- Unit Insignia of Onnuri Unit
- Active: July 10, 2010 ~ now
- Country: South Korea Republic of Korea Army
- Branch: Special forces
- Role: Peacekeeping in overseas deployment area & training personnel for dispatch
- Size: Brigade
- Part of: Republic of Korea Army Special Warfare Command
- Garrison/HQ: Hyoseong-dong, Gyeyang District, Incheon, Republic of Korea
- Nickname(s): Onnuri (kor: 온누리)
- Engagements: UN Peace Keeping Operations (PKO) or multinational Peace Keeping Force (PKF) missions

Commanders
- Current commander: Brigadier general of ROK Army

= International Peace Supporting Standby Force =

Unit of the Republic of Korea Army

International Peace Supporting Standby Force (국제 평화 지원단) or Onnuri Unit (온누리 부대) is a unit belonging to Republic of Korea Army Special Warfare Command, reorganized from preexisting ROKA Special Warfare Command 5th Special Forces brigade (a.k.a. Black Dragon unit), to ensure Republic of Korea's participation in international peace keeping operations. Deployed overseas, Onnuri Unit carries out UN Peace Keeping Operations (PKO) or multinational Peace Keeping Force (PKF) missions and instructs its troops in local languages and customs. Unit's name, 'On' means 'whole' and 'Nuri' means 'the world'. In other words, the name 'Onnuri' represents the unit that goes around the whole world performing its tasks.

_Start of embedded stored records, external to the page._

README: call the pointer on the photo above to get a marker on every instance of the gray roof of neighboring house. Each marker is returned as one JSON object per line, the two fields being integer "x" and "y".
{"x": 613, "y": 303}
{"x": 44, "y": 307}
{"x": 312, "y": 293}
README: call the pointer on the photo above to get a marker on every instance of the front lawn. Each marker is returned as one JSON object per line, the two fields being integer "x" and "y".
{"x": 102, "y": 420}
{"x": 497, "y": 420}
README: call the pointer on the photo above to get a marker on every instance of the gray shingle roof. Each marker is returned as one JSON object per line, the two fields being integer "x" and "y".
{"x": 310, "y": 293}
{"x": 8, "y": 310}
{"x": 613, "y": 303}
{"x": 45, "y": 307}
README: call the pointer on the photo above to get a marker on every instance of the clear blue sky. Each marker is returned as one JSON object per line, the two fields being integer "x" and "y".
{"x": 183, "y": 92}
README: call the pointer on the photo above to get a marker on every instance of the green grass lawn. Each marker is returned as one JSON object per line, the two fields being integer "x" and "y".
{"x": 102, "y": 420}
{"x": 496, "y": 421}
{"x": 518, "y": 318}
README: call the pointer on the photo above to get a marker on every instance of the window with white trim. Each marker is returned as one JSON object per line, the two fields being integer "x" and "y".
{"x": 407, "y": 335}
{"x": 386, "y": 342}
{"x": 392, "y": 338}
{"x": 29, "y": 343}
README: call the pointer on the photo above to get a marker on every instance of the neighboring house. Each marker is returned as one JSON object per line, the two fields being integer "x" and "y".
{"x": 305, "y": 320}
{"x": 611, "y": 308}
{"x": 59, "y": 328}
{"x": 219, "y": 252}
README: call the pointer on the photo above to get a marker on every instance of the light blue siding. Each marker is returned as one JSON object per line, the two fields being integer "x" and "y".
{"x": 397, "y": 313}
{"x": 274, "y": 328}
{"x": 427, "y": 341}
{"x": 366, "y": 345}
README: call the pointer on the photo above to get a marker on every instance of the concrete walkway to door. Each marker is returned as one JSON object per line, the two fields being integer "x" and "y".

The parent unit was 5th Special Forces brigade which was reorganized into Special Missions Group in June 2000 and was again into International Peace Supporting Standby Force in July 2010, becoming a current specialized unit for overseas deployment. During the 5th Special Forces brigade period and as of today the commanding officer is brigadier general, but it was colonel only during the Special Missions Group period.